It is my second day, and first time, in Australia’s nearest neighbour. After an encearingly shambolic welcome “sing-sing”, the men of Noipus are demonstrating the “whipping ceremony” an initiation ritual that involves one man cracking a two-metre-long solid reed across the upraised arm of another. Each crack reverberates like a rifle shot and I’ve noticed even the locals flinch as they take their turn.
It is this that I have, literally, put my hand up for (something about “when in Noipus) and I have serious doubts that the protection offered me – a mouthful of chewed-up leaves and coral lime spat onto my wrist in a green band – will offer any protection at all.

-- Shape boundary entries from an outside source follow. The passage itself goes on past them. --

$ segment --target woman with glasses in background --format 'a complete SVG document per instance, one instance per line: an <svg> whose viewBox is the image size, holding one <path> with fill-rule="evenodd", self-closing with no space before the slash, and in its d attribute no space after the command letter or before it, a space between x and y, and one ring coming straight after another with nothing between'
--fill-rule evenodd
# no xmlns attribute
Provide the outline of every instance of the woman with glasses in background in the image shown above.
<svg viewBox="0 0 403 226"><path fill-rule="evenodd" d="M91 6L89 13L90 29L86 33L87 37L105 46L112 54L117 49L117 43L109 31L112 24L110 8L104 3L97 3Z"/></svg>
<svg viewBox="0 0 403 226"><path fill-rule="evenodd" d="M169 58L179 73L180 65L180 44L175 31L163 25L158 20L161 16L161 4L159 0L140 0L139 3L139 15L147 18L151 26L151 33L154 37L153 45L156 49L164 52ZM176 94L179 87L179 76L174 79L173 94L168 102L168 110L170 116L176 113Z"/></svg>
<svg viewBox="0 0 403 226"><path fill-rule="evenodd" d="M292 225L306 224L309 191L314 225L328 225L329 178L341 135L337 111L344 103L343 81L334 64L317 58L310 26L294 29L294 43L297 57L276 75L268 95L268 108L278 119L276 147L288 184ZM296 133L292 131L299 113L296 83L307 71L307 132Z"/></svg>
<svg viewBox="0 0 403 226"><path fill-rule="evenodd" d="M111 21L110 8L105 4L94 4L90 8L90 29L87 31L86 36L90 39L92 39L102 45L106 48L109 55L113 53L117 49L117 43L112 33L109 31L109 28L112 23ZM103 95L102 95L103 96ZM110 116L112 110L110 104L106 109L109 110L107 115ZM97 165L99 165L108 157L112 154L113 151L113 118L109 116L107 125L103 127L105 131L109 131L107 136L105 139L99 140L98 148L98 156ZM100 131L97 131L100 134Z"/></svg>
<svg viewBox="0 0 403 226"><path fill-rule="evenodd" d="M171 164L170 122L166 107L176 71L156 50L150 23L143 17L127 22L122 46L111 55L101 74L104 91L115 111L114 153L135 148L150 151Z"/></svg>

Using the full weight of his muscled body, my initiator belts the stick unerringly across the thin green shield on my arm. It wraps completely around my wrist and then snaps, the force of it like a concentrated punch. It hurts, though not as much as I feared. To complete the theatre I pause for a moment, arm still in the air, then fall face first on the ground. Laughter. Applause. Am I initiated?
An hour later, what had been a red welt on green skin, has entirely disappeared and, with it, all trace of pain.
Over the next 10 days I will discover that Papua New Guinea has other skins, each a cause for wonder.
I’m aboard TRUE NORTH, a luxury Adventures cruise ship built to take no more than 36 passengers to remote wilderness areas. A charted jet has flown us north from Cairns to Kavieng, the Capital of New Ireland Province, which lies 860 kilometres north-east of Port Moresby. From here for the next 11 days, we will sail south, then due west, along the Bismarck Archipelago, through the Admiralty Islands and finally, to Papua New Guinea’s most remote territories, the Hermit and Ninigo islands, before turning south once more for the mainland and the tribes of the Sepik River.
The first week is a checklist of tropical clichés. White sand? Check. Palm-fringed islands? Check. Reckitt’s-blue seas clear to the bottom? Check. Pristine coral reefs? Check. Volcanic peaks and craters? Again, check. Sunsets to make a poet weep? Check.